A team of researchers from Michigan State University and Ohio State University has taken a second listen to Armstrong's famous quote and may have provided evidence that he did indeed say the word "a" as part of that famous saying.
When he took his first step on the moon, Armstrong claimed he said, "That's one small step for a man, one giant leap for mankind." However, many listeners think he left out the "a".
As the American astronaut himself pointed out many times, the sentence is meaningful only if he says, "That's one small step for a man."
Armstrong claimed that is what he said on July 20, 1969 as he lowered his foot from the lunar module to the surface of the Moon - otherwise, there is no distinction between a single individual and all of humanity.
But now the researchers have taken a novel approach to deciphering Armstrong's quote by studying how speakers from his native central Ohio pronounce "for" and "for a."
Their results suggest that it is entirely possible that Armstrong said what he claimed, though evidence indicates that people are statistically more likely to hear "for man" instead of "for a man" on the recording.
Armstrong was raised in central Ohio, where there is typically a lot of blending between words such as "for" and "a", according to a Michigan State University (MSU) statement.
"Prior acoustic analyses of Neil Armstrong's recording have established well that if the word 'a' was spoken, it was very short and was fully blended acoustically with the preceding word," said Laura Dilley, an MSU assistant professor of communicative sciences and disorders and part of the research team.

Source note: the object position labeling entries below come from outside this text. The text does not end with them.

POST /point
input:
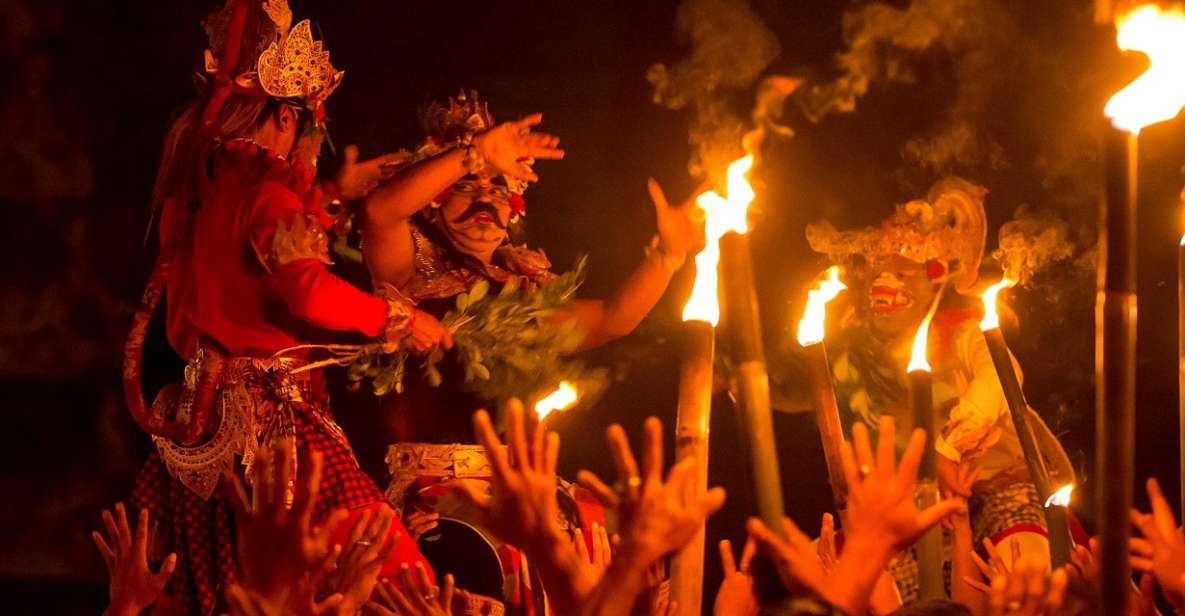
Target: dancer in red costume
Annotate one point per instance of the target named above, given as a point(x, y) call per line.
point(243, 248)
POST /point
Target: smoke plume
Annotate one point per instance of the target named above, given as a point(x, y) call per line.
point(730, 47)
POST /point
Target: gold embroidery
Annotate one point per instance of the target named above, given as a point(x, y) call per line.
point(303, 238)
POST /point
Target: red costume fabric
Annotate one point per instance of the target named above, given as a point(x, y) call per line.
point(226, 292)
point(221, 288)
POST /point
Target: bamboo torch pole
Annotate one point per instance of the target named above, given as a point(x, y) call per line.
point(1154, 96)
point(700, 314)
point(921, 398)
point(822, 387)
point(1018, 408)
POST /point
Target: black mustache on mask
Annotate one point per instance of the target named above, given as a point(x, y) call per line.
point(478, 207)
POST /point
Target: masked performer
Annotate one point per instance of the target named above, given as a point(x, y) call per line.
point(441, 225)
point(898, 271)
point(440, 228)
point(243, 254)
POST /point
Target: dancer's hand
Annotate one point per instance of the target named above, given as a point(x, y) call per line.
point(510, 146)
point(358, 179)
point(133, 584)
point(1166, 544)
point(680, 228)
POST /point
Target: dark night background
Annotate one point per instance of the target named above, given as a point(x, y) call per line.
point(88, 89)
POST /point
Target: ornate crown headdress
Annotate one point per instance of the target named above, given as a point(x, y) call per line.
point(454, 124)
point(255, 49)
point(948, 226)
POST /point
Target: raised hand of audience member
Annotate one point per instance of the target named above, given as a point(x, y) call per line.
point(415, 596)
point(736, 595)
point(132, 583)
point(282, 556)
point(367, 547)
point(1164, 551)
point(1026, 590)
point(882, 518)
point(885, 597)
point(658, 517)
point(420, 523)
point(596, 562)
point(521, 507)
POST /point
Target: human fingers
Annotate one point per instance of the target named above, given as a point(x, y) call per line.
point(623, 459)
point(728, 562)
point(603, 493)
point(1160, 509)
point(484, 430)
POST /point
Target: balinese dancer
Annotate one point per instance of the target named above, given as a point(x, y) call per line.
point(442, 224)
point(243, 254)
point(930, 250)
point(440, 229)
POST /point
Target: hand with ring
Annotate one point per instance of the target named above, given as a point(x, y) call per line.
point(415, 596)
point(736, 595)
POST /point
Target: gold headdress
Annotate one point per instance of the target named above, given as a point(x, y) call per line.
point(267, 53)
point(948, 226)
point(296, 66)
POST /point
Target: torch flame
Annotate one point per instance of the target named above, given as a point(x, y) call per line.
point(1061, 498)
point(721, 216)
point(1159, 92)
point(991, 316)
point(811, 327)
point(561, 399)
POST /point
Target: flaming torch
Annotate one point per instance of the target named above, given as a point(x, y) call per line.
point(921, 398)
point(744, 326)
point(562, 398)
point(1155, 96)
point(822, 389)
point(1018, 408)
point(702, 313)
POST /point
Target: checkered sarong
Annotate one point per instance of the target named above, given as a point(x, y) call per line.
point(202, 531)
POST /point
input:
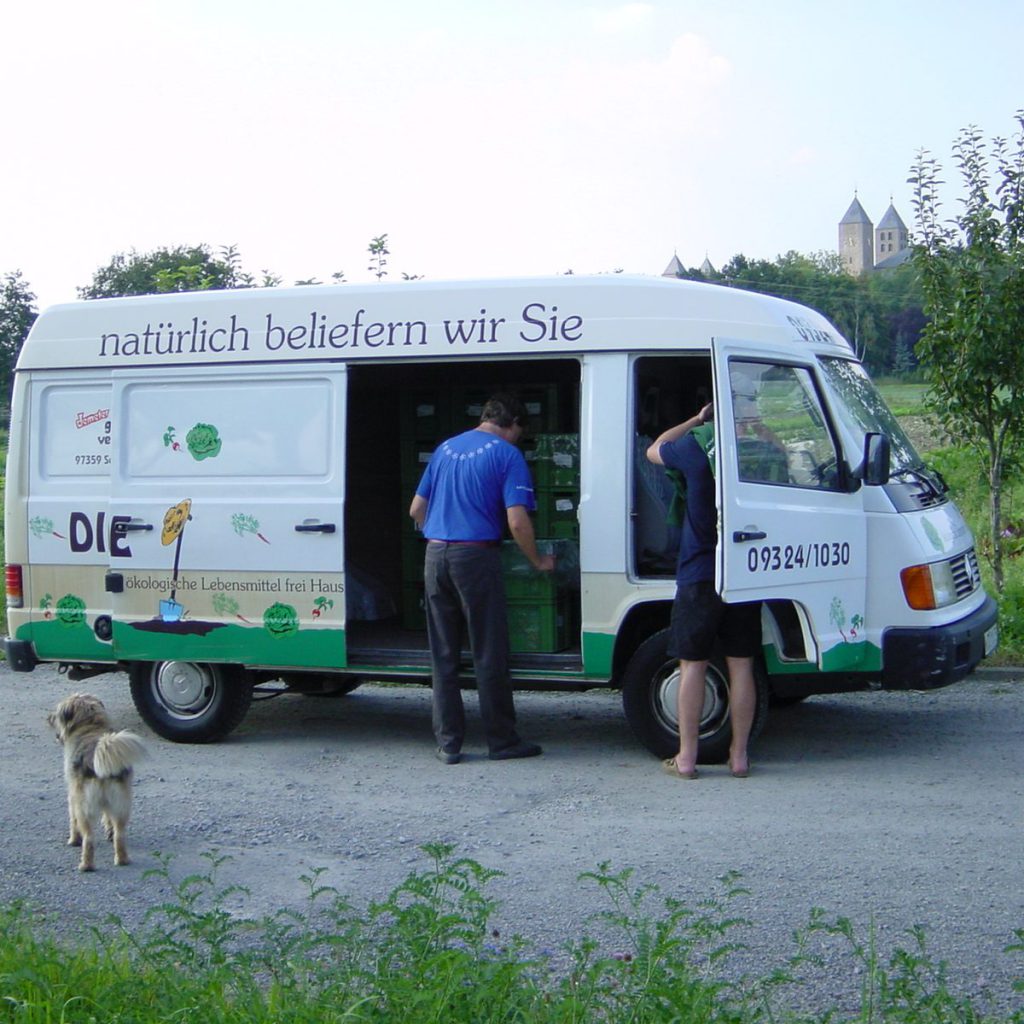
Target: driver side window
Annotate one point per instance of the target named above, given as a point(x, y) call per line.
point(781, 431)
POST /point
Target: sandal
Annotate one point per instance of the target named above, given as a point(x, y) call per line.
point(669, 765)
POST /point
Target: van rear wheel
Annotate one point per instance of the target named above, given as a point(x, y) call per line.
point(189, 701)
point(650, 687)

If Armstrong actually did say "a," she said, it sounded something like "frrr(uh)." His blending of the two words, compounded with the poor sound quality of the transmission, has made it difficult for people to corroborate his claim that the "a" is there.
Dilley and her colleagues thought they might be able to figure out what Armstrong said with a statistical analysis of the duration of the "r" sound as spoken by native central Ohioans saying "for" and "for a" in natural conversation.
They used a collection of recordings of conversational speech from 40 people raised in Columbus, Ohio, near Armstrong's native town of Wapakoneta. Within this body of recordings, they found 191 cases of "for a."
They matched each of these to an instance of "for" as said by the same speaker and compared the relative duration.
They also examined the duration of Armstrong's "for (a)" from the lunar transmission.
The researchers found a large overlap between the relative duration of the "r" sound in "for" and "for a" using the Ohio speech data.
"We've bolstered Neil Armstrong's side of the story," she said. "We feel we've partially vindicated him. But we'll most likely never know for sure exactly what he said based on the acoustic information."